Tempo is a Jaeger/Zipkin/OpenCensus compatible backend. It is not OpenTelemetry compatible only b/c that doesn't exist yet. Tempo ingests batches in any of the mentioned formats, buffers them and then writes them to GCS.
See the example folder for various ways to get started running tempo locally.
Tempo is built around the Cortex architecture. It vendors Cortex primarily for the ring/lifecycler code.
Distributors vendor the OpenTelemetry Collector to reuse their receiver code and then use consistent ring hashing to split up a batch and push it to ingesters based on trace id.
Ingesters batch traces until a configurable timeout is hit and then push them into a headblock. Blocks are cut periodically and shipped to the backend (gcs).
Queriers request trace ids both from ingesters and the backend and return the set of batches matching the requested trace id.
Compactors iterate over all blocks looking for candidates for compaction.
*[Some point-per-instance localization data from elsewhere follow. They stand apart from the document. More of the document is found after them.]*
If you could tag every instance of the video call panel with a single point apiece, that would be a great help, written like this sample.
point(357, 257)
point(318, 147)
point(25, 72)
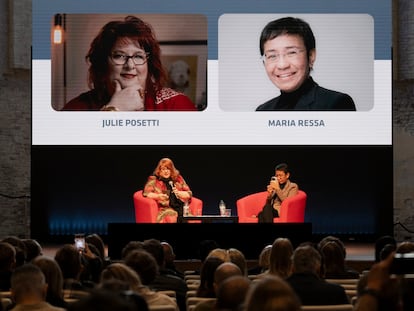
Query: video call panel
point(219, 41)
point(226, 78)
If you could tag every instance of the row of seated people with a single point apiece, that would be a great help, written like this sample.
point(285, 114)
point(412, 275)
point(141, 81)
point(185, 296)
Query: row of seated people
point(288, 277)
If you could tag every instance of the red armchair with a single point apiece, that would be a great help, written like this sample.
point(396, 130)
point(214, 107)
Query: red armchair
point(292, 209)
point(146, 210)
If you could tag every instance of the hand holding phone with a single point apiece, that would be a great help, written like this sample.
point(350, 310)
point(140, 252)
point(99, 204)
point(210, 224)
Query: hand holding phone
point(80, 241)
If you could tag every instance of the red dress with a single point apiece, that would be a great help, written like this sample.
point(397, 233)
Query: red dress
point(165, 100)
point(166, 214)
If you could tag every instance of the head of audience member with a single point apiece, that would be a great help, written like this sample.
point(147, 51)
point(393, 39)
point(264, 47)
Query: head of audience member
point(169, 255)
point(95, 240)
point(231, 293)
point(28, 285)
point(334, 261)
point(264, 258)
point(129, 247)
point(208, 268)
point(144, 264)
point(380, 243)
point(53, 276)
point(405, 247)
point(154, 247)
point(205, 247)
point(306, 259)
point(388, 297)
point(20, 248)
point(121, 272)
point(224, 271)
point(332, 239)
point(237, 257)
point(69, 261)
point(109, 300)
point(33, 249)
point(271, 293)
point(280, 261)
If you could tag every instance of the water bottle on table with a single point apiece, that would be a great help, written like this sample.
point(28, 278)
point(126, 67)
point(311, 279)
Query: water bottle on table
point(222, 208)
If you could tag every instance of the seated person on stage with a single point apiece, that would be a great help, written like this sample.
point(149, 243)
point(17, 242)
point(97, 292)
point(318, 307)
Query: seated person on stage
point(169, 189)
point(279, 188)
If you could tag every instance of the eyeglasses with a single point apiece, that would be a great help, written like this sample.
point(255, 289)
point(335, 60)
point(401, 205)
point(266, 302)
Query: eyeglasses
point(272, 57)
point(122, 59)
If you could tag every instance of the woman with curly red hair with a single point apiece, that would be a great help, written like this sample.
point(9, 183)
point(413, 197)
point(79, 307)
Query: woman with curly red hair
point(126, 73)
point(169, 189)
They are scaleable and use a consistent ring to decide ownership of a given set of blocks.
tempo-query is jaeger-query with a hashicorp go-plugin to support querying tempo.
tempo-vulture is tempo's bird based consistency checking tool. It queries Loki, extracts trace ids and then queries tempo. It metrics 404s and traces with missing spans.
tempo-cli is place to put any utility functionality related to tempo. Currently it only supports dumping header information for all blocks from gcs.
go run ./cmd/tempo-cli -gcs-bucket ops-tools-tracing-ops -tenant-id single-tenant
TempoDB is contained in the tempo repository but is meant to be a stand alone key value database built on top of cloud object storage (gcs/s3).
If you are getting into the project it would be worth reviewing the list of issues to get a feel for existing work on Tempo. Below are some of the most important issues/features to resolve before considering Tempo Beta.
- Determine and fix the reason for partial traces
- Provide a "meta" configuration layer that tightens up config and protects Tempo from upstream changes in Cortex config. This also includes the decision about whether or not Tempo should support ring storage mechanisms besides gossip.
- Organize data storage around a page and implement a page aligned cache.
- Clean up bad blocks with the compactor. This is importtant b/c otherwise bad blocks live forever.
- Update otelcol dependency and move to otel proto. This should come with significant performance gains.
- Add a code of conduct, contributing guidelines and changelog.
And then, in order to offer hosted Tempo we would need to work out integration with Grafana.com APIs, authorization, and other things I'm not thinking of.